“呃,”單于神色親狎又拘謹,低頭若有所思,少頃又突然指着報爰道,“狄獂邽冀王!”
報爰正借着酒勁,隔着席座間空地和蘭部小王敗餘誇海口,猝然被單于毐徦叫住,哼了一聲沒愣過神來。
“你來跳支舞給諸位助助興吧。”單于神采飛揚的說。
“放屁!”如悶雷聲,報爰一把将面前桌案掀翻在地,全場頓時愕然無聲,“毐徦!你欺人太甚!”
“放肆!”大單于一掌拍在銅案上,酒水飯食蔬果全被震得揮灑一地。虞招見勢不對貓着腰悄悄走到太子邊上,攬住太子。
報爰跳下台陛,立起兩丈高的身軀指着大單于的臉罵到,“毐徦!你忒不是個東西,一到場本王就忍着沒說,憑什麼你讓鬼方那小兔崽子坐在上座!你以為本王是什麼?”
大單于緩緩站起身來,陰着臉問道:“你敢再說一遍?”
“怎的?你還敢殺了本王!”報爰當即駁回。
“左右!”毐徦大吼,“把這個反賊砍了!”
“哼普!”侍衛跪答。
呼衍部小王不事趕忙步趨到單于席位前跪下道:“單于息怒,狄獂邽冀王不過是醉酒了,單于又何必與他置氣,您的寬容與仁愛,整個草原人盡皆知啊。”
始呼部小王由斯也趕忙攔住打算行刑的侍衛,勸阻道:“不可啊!不可啊單于!祓厄大會殺人不吉啊!打先祖落腳這片草原,就從沒聽過有祓厄大會殺人的。”其餘戎王見勢也忙向大單于求情。單于長子毐盈走到單于跟前,扶單于坐下,在其耳邊嘀咕了幾句。
“太子還不做個人情。”虞招對太子耳語。
“單于請息怒。”隗和大着膽子說道。
“罷了,”單于看了眼隗和說道,“念在今天是祓厄大會,本單于寬恕你了。”單于又看向近臣,說:“狄獂邽冀王醉了,還不扶他離場。”
“哼。”報爰手一甩,自己離開了。
單于尚在餘怒中,朝隗和瞥了一眼,正看到虞招,于是又說道:“大夫善說話,就替本單于去教訓狄獂邽冀王吧。”
“哼普。”虞招行禮,起身時對身邊隗和近臣小聲交代:“回絕單于不當的言辭。
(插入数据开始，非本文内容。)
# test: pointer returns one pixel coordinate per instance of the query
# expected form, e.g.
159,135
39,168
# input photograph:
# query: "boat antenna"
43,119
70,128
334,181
”
虞招離開後,大單于又打發阏氏回去休息,歎了口氣,語重心長的對太子說道:“太子,本單于都是為了你啊……”
隗和感到愧疚,不知如何作答。
“哎——”單于歎氣,“俺累了,酒喝多了,太子啊,你來陪同本單于回大帳吧。”說着,單于站起身來,一邊用手招呼隗和。
隗和吃力地站起來,不知道該怎麼應對,本能地扭頭向虞招看去,才想起來虞招已經離席了。單于再催促,隗和隻好硬着頭皮上前攙扶單于。到了單于的大帳外,單于仍執意挽留隗和在大帳閑聊片刻再走,隗和不知如何推辭。
大帳内織物多是绛紫、朱紅色,縫合的金線在燭火映照下顯出昏暗的光澤。隗和在黑羊絨軟墊上跪坐下來。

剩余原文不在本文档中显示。